AL : Les invités ont reçu un accueil très favorable de la part du public français : comment perçoivent-ils cet engouement ?
O.G. : Chaque année, les invités japonais sont surpris et touchés de leur succès en France ; ils sont souvent émus de provoquer une telle effervescence si loin de chez eux.
AL : Parlez-nous un peu de la bande annonce de
Hadès ?
O.G. : C'est un projet monté par une équipe de passionnés, autour de Jérome ALQUIÉ, qui expose chaque année au salon. Les Japonais n'étant apparemment pas pressés de donner une suite à
Saint Seiya, l'équipe française a réalisé cette bande-annonce dans un graphisme proche de celui de ARAKI Shingo . Nous n'avons jamais entretenu d' ambigüité au sujet de ce projet : ce n'est pas la bande annonce officielle, nous l'avons présentée dans le catalogue en tant que programme au même titre que les autres. C'est un projet destiné entre autres à susciter l'intérêt de financiers, et à relancer les gens qui avaient travaillé dessus auparavant.
AL : Vous avez également présenté l'avant-première de Wecker, la nouvelle série de HATAZAWA Kazuya. Est-ce une habitude à Cartoonist de présenter des avant-premières ?
O.G. : Oui, on essaie d'en proposer le plus souvent possible, car Cartoonist est relativement bien vu dans le milieu des conventions : on essaie donc de proposer de l'inédit.
AL : Selon les premières estimations, combien de visiteurs pour Cartoonist 2001 ?
O.G. : L'an dernier, il y a eu à peu près 15 000 visiteurs. Cette année, nous pensons avoir atteint les 20 000 à vue de nez : par exemple, les autres années, nous n'avions consacré que le premier étage aux stands, tandis que cette année, ils s'étalaient sur les trois niveaux. De la même manière, chaque année, le Palais est relativement calme pendant le Cosplay : cette année en revanche, la salle Vauban était pleine, 1000 autres personnes attendaient dehors, et des gens assis regardaient la retransmission devant les postes. Les premières estimations se font d'après les entrées, mais nous attendons encore les chiffres des pré-ventes FNAC et Virgin.
AL : Comment comptez-vous gérer le surplus de visiteurs l'an prochain ?
O.G. : Nous pensons nous étendre hors du Palais Neptune, et installer des chapiteaux géants sur la place. Nous proposerons un maximum de confort pour les exposants et le public.
AL : Pourquoi le prochain Cartoonist se tiendra-t-il à Paris en novembre 2001 ?
O.G. : Cartoonist débarque en effet en novembre à la Villette, suite à la demande de nombreux particuliers et exposants. Paris remplace donc l'édition de Brest : nous étions motivés au départ pour le faire à Brest car les premières pétitions venaient du Finistère.
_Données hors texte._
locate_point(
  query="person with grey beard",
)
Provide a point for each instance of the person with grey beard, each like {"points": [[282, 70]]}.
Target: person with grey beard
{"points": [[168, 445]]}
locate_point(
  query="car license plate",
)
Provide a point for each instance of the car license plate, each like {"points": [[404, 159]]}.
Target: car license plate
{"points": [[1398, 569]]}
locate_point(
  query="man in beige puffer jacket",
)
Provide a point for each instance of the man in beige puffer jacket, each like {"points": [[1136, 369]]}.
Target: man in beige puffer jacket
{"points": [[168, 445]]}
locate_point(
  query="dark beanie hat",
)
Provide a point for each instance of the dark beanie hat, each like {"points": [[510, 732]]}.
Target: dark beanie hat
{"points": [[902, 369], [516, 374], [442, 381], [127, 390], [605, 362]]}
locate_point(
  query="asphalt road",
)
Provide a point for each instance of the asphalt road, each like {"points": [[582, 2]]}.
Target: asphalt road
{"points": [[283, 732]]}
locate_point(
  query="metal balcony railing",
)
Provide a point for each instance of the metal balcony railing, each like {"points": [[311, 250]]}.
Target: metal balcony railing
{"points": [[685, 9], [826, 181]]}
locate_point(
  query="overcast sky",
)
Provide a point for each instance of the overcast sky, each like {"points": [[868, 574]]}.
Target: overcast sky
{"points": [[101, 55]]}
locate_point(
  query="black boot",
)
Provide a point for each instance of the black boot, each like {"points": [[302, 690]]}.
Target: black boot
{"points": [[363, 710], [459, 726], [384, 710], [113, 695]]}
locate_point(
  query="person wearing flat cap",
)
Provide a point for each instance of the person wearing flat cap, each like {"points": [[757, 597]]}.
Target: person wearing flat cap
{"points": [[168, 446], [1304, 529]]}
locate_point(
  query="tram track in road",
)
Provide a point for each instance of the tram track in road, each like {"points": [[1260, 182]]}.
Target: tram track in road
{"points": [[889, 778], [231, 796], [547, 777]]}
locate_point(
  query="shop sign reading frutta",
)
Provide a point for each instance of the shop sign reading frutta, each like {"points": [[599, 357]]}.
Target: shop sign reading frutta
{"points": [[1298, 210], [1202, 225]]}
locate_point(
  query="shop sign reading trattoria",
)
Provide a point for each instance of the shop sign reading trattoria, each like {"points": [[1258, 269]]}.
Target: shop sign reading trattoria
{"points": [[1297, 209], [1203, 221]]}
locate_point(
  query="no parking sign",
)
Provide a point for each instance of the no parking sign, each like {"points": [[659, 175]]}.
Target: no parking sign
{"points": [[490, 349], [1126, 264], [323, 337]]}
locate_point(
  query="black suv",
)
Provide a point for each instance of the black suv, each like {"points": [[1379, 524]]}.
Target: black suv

Mais nous avons décidé de changer de ville, car malgré les 2 millions que rapportaient le salon dans le domaine de l' hôtellerie et de la restauration, nous n'avions pas assez de reconnaissance de la part des institutions publiques. Or, Cartoonist ne fonctionne qu'avec des bénévoles, même l'interprète Pierre GINER prend sur ses vacances pour venir chaque année. La Villette pourra accueillir 300 exposants, contre 100 à Toulon.
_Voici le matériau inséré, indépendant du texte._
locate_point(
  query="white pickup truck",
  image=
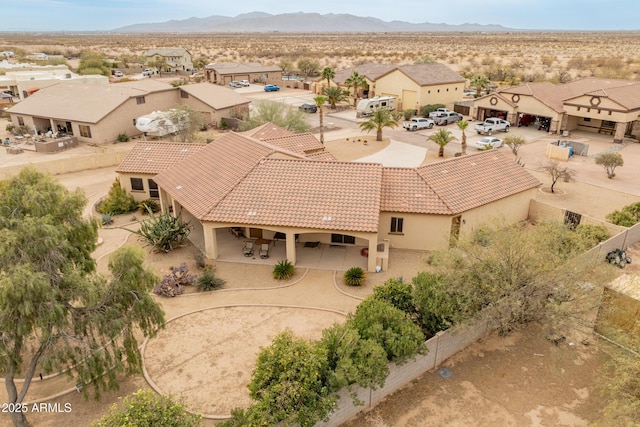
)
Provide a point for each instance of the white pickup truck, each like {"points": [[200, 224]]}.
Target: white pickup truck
{"points": [[491, 125], [418, 123]]}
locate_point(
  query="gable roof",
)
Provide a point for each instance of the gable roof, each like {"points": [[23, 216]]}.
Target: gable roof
{"points": [[83, 103], [218, 97], [303, 193], [152, 157], [456, 185]]}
AL : Pour finir, quel est votre 1er bilan à chaud ?
O.G. : Je suis très satisfait dans l'ensemble de cette édition 2001. Il faut certes noter que plus une manifestation prend de l'importance, plus le public devient exigeant : il y a donc des améliorations à apporter, les bénévoles n'ayant pas forcément des réflexes de professionnels de l'événementiel. Le principal problème cette année venait du fait que trop de films amateurs ont été présentés. Le timing n'ayant pas pu être respecté, nous avons été obligés d'annuler des choses. Nous allons travailler dessus pour l'an prochain.